Das ist nun besonders schräg, denn das Gegenteil ist der Fall. Wer Banken schonend sanieren und abwickeln will, der braucht dazu die geeigneten Instrumente – und er braucht einen Fonds, um die marode Bank während der Sanierung oder Abwicklung zu stabilisieren. Genau so hat man es im deutschen Restrukturierungsgesetz gemacht, das inzwischen international als vorbildlich gilt. Was anderes ist eine Bankenunion – unter anderem –, als ein geordnetes Verfahren zur Sanierung maroder Banken?
Warum das alles auf europäischer Ebene? Weil die Banken längst europäisch agieren und weil die enge Verflechtung von Banken und Staaten in einer Währungsunion tödlich ist. Wenn die Bonität Spaniens angezweifelt wird, schlägt das über Kursverluste der Anleihen unmittelbar auf den Bankensektor durch, der damit die Kreditversorgung des Privatsektors nicht mehr gewährleisten kann. Die Staatskrise wird zu einer allgemeinen Wirtschaftskrise. Wenn die Bonität Floridas angezweifelt wird, vergeben die Banken dort munter weiter Kredite.
Aber die Ökonomen sind sich ganz anscheinend bewusst, dass ihr Argument nicht überzeugt. Deshalb ziehen sie ein weiteres heran – es ist nicht ökonomischer, sonder politökonomischer Natur.
Wir sehen nicht, wie man den Missbrauch des Restrukturierungsfonds und der Einlagensicherung für die Vergemeinschaftung der Abschreibungsverluste verhindern könnte, wenn diese Instrumente erst einmal eingerichtet sind (…) Die strukturelle Mehrheit der Schuldenländer in den Eurogremien wird sich sämtlicher Töpfe des ESM bedienen (…)
Dazu sind zwei Dinge zu sagen. Erstens: Deutschland hat im ESM eine Sperrminorität. Niemand wird sich also gegen die Zustimmung der Bundesregierung irgendwelcher Töpfe bedienen können – und wenn die Bundesregierung zustimmt, dann hat sie dafür ihre Gründe. Wer mit diesen Gründen nicht einverstanden ist, der soll eine andere Bundesregierung wählen.
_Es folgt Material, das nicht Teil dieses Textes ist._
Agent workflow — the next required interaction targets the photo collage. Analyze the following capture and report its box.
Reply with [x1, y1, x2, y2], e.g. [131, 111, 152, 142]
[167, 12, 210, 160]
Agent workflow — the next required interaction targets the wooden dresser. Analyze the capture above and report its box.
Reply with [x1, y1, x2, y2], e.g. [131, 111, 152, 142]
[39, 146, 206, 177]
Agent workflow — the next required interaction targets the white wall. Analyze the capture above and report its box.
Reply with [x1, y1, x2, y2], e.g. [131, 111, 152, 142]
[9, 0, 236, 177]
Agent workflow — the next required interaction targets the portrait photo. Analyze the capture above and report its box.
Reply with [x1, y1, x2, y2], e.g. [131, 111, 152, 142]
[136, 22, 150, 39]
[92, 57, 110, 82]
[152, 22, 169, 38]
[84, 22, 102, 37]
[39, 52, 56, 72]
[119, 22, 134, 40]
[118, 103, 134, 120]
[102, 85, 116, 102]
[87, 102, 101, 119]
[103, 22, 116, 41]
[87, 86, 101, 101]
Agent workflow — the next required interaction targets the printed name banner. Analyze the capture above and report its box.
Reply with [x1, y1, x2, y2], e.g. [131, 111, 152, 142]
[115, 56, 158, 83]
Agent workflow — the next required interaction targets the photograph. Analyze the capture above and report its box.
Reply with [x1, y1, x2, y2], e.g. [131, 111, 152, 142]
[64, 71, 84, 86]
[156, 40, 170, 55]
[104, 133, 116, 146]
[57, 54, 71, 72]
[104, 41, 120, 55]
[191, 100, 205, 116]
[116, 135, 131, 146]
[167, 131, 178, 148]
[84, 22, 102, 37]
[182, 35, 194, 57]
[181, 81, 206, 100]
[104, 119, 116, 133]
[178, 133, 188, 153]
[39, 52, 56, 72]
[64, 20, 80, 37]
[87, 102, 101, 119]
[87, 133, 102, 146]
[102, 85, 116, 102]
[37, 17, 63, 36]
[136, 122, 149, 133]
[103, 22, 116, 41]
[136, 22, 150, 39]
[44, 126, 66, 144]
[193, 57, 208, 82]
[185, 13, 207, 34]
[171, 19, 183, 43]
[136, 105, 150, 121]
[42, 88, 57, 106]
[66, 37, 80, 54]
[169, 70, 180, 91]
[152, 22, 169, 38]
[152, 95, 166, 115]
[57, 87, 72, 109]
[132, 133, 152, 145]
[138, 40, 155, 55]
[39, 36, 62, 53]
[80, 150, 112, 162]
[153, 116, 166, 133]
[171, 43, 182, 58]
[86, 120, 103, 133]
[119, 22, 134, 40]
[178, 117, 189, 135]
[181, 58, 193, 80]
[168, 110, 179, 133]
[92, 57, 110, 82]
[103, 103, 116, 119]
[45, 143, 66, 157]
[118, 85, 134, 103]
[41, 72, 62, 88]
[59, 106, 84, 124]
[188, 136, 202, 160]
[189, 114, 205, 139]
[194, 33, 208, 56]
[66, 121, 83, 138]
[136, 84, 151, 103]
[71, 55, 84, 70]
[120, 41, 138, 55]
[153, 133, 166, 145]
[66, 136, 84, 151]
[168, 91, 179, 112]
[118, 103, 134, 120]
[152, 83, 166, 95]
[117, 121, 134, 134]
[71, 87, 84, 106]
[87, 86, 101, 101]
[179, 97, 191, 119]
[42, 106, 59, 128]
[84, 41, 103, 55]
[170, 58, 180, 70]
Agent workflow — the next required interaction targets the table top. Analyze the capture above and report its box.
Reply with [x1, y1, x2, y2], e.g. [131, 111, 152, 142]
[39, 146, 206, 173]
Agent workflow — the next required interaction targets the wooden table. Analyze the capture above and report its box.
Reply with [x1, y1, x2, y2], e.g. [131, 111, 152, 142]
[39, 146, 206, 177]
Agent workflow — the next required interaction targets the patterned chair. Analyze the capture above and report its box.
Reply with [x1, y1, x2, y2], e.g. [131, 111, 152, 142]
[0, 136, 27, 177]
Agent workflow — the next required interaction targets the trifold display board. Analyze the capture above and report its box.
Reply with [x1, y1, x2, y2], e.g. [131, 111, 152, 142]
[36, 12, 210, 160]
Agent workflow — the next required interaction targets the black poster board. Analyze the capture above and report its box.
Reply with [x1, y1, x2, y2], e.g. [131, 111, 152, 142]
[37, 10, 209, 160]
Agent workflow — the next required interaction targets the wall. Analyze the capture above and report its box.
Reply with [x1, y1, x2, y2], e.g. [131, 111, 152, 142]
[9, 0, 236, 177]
Und zweitens: Wenn man wirklich glaubt, dass es in Europa nur noch darum geht, wie der eine den anderen Abzocken kann und inhaltliche Erwägungen überhaupt keine Rolle mehr spielen, dann muss man das mit dem Euro wohl wirklich bleiben lassen. Das muss man dann aber auch sagen.
Update I: Olaf Storbeck hat eine sehr gute Zusammenfassung des SVR-Gutachtens.
Update II: Zu meinem letzten Punkt: Wenn ich in jedem Politikfeld den anderen Mitgliedsstaaten maximale kriminelle Energie unterstelle – also im Sinne von Kant einen Staat für ein Volk von Teufeln errichten muss – dann glaube ich tatsächlich, dass die Integration nicht funktionieren wird. Ohne einen gewissen Willen zur Zusammenarbeit in der Präferenzordnung kann man Staaten nicht zu einem Bund vereinen, es wird nie gelingen, Regeln zu formulieren, die alle Eventualitäten abdecken.